この発言を、記者会見の場で行なったことで、今回の王毅外相の来日の目的が分かりました。
中国は、孫子の兵法を駆使した外交を仕掛ける相手です。
今回の記者会見での発言も、その分析で捉えるべきです。
まず、「正体不明の漁船が敏感な海域に侵入・・」と言いましたが、「正体不明の漁船」とはいったい何でしょうか。
中国情報に精通している人によると、「右翼勢力が乗り込んでいる漁船」という意味だそうです。
日本では、「中国海警局の船が日本の漁船を追い回している」と報道されましたが、そうではなく日本側の挑発に「やむを得ず」対処しているというわけです。
右翼の乗船が事実かは確認が取れていませんが、報道関係者が乗り込んでいる例はあるといいます。

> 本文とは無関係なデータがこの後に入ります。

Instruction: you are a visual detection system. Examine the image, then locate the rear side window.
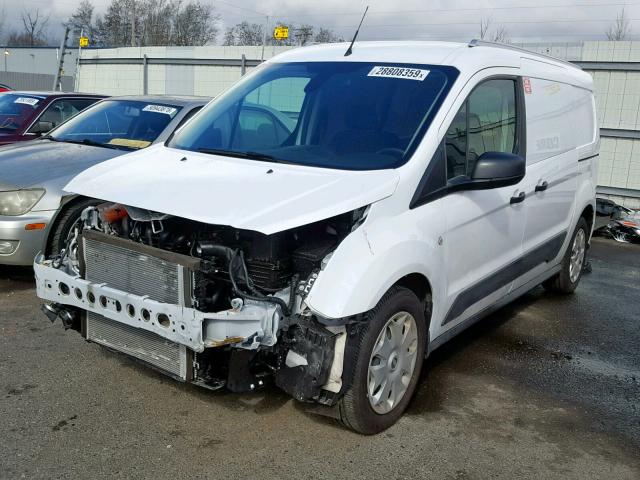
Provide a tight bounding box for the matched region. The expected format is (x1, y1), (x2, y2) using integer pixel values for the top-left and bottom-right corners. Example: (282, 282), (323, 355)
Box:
(445, 79), (518, 179)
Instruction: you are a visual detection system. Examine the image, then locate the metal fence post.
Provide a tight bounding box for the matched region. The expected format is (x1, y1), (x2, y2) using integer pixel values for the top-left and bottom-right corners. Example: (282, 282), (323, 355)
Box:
(142, 53), (149, 95)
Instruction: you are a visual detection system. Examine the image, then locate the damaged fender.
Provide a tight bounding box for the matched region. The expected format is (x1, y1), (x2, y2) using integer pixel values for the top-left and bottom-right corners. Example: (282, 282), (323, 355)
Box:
(305, 207), (445, 324)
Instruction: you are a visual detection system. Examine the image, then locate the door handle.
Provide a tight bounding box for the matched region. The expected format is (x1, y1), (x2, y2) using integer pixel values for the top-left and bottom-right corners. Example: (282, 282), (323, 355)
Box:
(536, 182), (549, 192)
(510, 192), (527, 205)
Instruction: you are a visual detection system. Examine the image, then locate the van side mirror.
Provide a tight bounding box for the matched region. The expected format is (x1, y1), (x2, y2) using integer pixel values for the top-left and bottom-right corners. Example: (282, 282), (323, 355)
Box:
(466, 152), (526, 190)
(29, 121), (54, 135)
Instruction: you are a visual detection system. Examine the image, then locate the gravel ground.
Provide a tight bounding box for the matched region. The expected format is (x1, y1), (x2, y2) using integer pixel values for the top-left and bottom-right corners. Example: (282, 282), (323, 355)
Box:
(0, 235), (640, 480)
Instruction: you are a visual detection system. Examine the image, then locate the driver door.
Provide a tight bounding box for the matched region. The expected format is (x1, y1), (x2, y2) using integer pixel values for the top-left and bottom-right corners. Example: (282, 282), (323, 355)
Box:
(439, 76), (525, 332)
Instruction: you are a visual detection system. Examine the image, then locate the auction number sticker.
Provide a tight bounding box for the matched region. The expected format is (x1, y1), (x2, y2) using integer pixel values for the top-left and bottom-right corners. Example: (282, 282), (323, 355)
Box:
(13, 97), (40, 107)
(142, 105), (178, 115)
(367, 66), (429, 82)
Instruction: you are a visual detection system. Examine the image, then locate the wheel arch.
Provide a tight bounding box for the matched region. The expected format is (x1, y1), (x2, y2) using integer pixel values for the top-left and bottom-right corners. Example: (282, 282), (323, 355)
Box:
(42, 194), (89, 255)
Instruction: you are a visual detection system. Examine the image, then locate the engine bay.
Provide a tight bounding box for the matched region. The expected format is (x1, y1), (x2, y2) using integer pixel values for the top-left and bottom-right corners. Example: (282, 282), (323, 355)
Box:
(40, 203), (366, 403)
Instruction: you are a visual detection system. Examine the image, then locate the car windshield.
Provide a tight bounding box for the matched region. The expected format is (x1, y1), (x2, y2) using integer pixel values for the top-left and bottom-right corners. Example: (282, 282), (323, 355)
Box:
(46, 100), (181, 150)
(0, 93), (42, 132)
(168, 62), (458, 170)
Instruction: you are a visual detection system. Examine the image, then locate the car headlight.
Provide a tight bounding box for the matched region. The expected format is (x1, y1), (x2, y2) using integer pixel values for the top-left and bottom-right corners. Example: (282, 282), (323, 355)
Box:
(0, 188), (45, 216)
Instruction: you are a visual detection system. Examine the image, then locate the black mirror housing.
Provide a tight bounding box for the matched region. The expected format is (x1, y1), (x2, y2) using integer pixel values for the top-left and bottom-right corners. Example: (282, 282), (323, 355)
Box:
(31, 122), (54, 135)
(468, 152), (526, 189)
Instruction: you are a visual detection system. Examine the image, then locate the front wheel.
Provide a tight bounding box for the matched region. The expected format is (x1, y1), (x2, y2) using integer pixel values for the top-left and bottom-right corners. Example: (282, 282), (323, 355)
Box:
(339, 287), (427, 435)
(542, 217), (589, 293)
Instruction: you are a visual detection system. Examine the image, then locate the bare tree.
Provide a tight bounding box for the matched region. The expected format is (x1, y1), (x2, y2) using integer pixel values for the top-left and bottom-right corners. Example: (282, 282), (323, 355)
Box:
(7, 8), (49, 47)
(313, 27), (344, 43)
(480, 17), (491, 40)
(21, 8), (49, 47)
(491, 25), (509, 43)
(66, 0), (95, 45)
(605, 7), (629, 41)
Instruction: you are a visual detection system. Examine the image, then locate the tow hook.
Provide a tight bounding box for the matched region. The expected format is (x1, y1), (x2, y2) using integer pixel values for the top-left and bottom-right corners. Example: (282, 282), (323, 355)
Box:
(41, 303), (76, 330)
(40, 303), (60, 323)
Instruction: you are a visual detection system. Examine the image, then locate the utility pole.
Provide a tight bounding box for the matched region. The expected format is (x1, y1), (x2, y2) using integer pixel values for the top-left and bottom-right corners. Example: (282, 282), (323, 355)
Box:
(261, 15), (269, 62)
(131, 0), (136, 47)
(53, 26), (69, 92)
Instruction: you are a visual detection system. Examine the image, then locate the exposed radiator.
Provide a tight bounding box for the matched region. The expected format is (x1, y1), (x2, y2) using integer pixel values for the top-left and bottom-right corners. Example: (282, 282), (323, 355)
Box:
(82, 231), (199, 306)
(87, 312), (188, 380)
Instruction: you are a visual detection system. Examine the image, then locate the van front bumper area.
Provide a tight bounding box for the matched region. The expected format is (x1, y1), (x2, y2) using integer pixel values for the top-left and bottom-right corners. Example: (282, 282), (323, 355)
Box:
(33, 255), (280, 353)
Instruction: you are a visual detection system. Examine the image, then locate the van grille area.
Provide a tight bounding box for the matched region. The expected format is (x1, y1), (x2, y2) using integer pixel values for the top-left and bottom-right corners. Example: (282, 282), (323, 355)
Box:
(87, 312), (187, 380)
(82, 235), (184, 304)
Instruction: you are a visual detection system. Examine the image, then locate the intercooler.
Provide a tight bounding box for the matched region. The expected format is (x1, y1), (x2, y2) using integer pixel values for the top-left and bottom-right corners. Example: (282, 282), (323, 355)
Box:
(81, 231), (200, 380)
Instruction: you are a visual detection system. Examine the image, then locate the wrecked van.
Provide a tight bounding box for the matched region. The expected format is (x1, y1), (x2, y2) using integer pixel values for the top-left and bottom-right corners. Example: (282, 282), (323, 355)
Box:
(34, 41), (599, 434)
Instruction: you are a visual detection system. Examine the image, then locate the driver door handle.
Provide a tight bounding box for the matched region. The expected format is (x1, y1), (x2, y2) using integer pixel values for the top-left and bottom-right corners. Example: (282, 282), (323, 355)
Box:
(536, 181), (549, 192)
(510, 192), (527, 205)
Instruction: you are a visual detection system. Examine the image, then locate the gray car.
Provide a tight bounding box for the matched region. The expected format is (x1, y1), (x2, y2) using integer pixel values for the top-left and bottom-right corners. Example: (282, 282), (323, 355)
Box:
(0, 96), (210, 265)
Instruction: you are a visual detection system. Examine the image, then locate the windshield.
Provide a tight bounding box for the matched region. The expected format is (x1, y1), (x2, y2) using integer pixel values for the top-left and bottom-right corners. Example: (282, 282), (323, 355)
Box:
(48, 100), (181, 149)
(169, 62), (458, 170)
(0, 93), (42, 132)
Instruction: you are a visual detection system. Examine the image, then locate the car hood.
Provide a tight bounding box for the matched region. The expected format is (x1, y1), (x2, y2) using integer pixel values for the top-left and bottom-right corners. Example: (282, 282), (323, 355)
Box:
(0, 140), (126, 191)
(65, 145), (399, 234)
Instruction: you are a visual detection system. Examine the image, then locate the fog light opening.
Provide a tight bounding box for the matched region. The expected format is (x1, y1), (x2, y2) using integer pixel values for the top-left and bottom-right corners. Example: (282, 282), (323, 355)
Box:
(156, 313), (171, 328)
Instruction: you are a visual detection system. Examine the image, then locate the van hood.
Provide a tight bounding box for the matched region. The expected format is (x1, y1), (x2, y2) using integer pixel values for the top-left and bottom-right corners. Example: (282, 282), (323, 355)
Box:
(65, 145), (399, 235)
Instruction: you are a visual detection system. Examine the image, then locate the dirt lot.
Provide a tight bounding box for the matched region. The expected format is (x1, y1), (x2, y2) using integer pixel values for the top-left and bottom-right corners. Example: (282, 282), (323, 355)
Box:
(0, 239), (640, 479)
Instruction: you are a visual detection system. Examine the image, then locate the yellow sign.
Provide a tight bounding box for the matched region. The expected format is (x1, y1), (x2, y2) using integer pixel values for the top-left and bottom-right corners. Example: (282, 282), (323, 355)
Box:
(273, 26), (289, 40)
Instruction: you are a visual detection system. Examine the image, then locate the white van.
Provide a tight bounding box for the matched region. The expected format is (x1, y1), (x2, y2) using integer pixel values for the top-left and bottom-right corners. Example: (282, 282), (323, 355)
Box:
(34, 41), (599, 434)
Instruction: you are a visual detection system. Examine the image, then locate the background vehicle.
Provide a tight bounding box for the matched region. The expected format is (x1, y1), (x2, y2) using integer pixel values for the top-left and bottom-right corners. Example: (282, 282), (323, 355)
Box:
(34, 42), (599, 434)
(0, 96), (208, 265)
(594, 198), (640, 243)
(0, 91), (105, 145)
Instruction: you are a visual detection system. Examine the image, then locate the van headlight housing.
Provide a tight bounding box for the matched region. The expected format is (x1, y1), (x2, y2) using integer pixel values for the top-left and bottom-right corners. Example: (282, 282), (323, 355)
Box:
(0, 188), (45, 216)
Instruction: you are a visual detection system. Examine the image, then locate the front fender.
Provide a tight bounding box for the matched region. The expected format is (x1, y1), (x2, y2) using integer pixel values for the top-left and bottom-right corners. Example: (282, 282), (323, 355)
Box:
(305, 210), (444, 319)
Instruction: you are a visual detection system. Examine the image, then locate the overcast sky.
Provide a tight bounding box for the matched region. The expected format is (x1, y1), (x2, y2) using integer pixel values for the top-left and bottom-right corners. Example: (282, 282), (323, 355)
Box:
(0, 0), (640, 42)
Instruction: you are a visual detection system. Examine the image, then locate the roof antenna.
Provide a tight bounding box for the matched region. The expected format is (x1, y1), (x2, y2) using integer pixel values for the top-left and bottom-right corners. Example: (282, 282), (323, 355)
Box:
(344, 5), (369, 57)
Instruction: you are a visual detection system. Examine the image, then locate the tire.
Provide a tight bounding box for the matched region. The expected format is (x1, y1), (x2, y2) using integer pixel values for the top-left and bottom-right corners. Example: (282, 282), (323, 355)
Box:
(338, 287), (428, 435)
(542, 217), (589, 293)
(47, 198), (101, 256)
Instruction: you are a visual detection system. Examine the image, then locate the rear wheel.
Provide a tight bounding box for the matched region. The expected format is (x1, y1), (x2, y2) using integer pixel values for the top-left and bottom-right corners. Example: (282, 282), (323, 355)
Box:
(542, 217), (589, 293)
(339, 287), (427, 435)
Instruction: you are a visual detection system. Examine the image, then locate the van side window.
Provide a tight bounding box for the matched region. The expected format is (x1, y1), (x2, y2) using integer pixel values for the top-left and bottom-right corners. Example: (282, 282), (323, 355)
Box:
(445, 79), (518, 179)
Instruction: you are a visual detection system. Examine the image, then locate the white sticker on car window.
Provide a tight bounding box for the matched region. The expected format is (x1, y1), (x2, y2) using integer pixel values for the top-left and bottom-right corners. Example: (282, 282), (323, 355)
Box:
(142, 105), (178, 115)
(367, 66), (429, 82)
(13, 97), (40, 107)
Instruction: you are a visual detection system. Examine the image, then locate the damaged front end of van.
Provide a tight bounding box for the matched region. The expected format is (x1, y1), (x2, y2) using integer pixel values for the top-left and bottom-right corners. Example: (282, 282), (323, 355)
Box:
(34, 198), (376, 404)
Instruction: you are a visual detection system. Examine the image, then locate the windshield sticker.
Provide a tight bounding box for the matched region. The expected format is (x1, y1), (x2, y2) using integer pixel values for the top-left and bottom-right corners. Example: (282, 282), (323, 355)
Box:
(142, 105), (178, 115)
(13, 97), (40, 107)
(367, 66), (429, 82)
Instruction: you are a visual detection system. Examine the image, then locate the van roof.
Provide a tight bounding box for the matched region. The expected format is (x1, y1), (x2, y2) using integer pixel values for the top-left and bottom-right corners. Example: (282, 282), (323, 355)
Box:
(269, 40), (593, 90)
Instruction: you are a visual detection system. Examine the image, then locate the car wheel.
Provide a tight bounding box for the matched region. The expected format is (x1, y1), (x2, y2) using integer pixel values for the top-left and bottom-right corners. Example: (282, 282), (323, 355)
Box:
(338, 287), (427, 435)
(47, 199), (101, 256)
(542, 217), (589, 293)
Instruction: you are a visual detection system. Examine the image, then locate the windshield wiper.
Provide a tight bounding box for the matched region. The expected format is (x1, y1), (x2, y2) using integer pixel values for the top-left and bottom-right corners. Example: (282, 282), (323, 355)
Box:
(198, 148), (288, 163)
(46, 135), (135, 150)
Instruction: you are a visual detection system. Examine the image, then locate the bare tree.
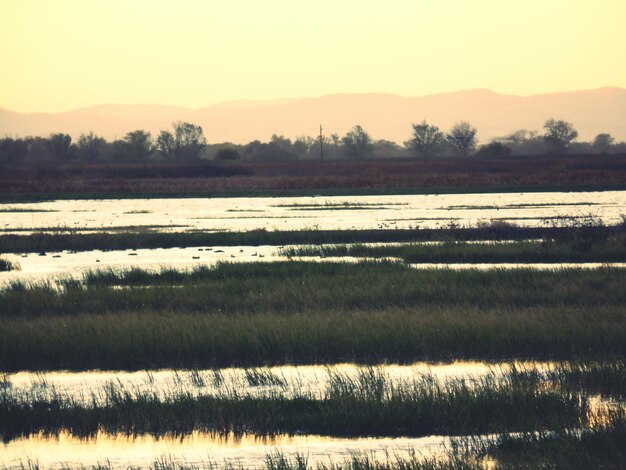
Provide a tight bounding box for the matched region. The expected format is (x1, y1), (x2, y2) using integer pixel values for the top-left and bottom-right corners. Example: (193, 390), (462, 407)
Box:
(76, 132), (106, 161)
(341, 124), (373, 158)
(156, 121), (207, 159)
(46, 133), (72, 161)
(404, 121), (446, 157)
(593, 134), (615, 153)
(446, 121), (478, 156)
(124, 130), (154, 160)
(543, 119), (578, 153)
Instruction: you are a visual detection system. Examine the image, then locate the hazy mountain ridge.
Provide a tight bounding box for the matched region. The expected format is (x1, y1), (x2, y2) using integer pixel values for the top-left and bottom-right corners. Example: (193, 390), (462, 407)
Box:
(0, 87), (626, 143)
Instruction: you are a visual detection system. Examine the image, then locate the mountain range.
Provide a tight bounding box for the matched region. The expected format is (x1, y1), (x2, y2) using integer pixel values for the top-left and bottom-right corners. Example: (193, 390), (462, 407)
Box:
(0, 87), (626, 143)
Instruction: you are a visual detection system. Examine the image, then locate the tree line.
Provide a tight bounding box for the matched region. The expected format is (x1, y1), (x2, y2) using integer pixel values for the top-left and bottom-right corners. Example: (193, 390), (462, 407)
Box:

中国側にはその区別はつかず、過剰反応しているともいえます。
どうやら、2012年の日中の秘密交渉で、「尖閣の領有権問題」が政治・外交問題に発展しないよう、事実上「棚上げ」する“黙約” があったのは事実のようです。
それ以降、中国公船の海域侵入は減ったのですが、今年に入り急激に増加しています。
中国側の言い分としては、「漁船に報道関係者だけでなく政治活動家までが乗船して挑発している。その排除だ」ということです。
さらに、「日本は、中国公船の追尾を大きく報道させることで『中国は横暴だ』というイメージを拡散させ、習近平主席の訪日反対の世論を盛り上げようとしている」とみています。
唐突な王毅外相の来日と記者会見での発言は、国際社会を意識したプロパガンダとみれば納得がいきます。
それは「中国は、“やむを得ず”追尾・・」という「やむを得ず」を強調した言い方で分かります。
米中対立の中で、現在の正常化しつつある日中関係を損ないたくないという本音がよく分かります。
茂木外相が即座に抗議しなかったことが責められていますが、たいした問題ではありません。
中国が米国大統領選後の空白を狙っていることは明白ですが、焦りも感じます。
茂木外相には、その焦りを逆手にとって切り返す手腕を期待します。
その手腕を見るまでは、茂木外相への評価はお預けです。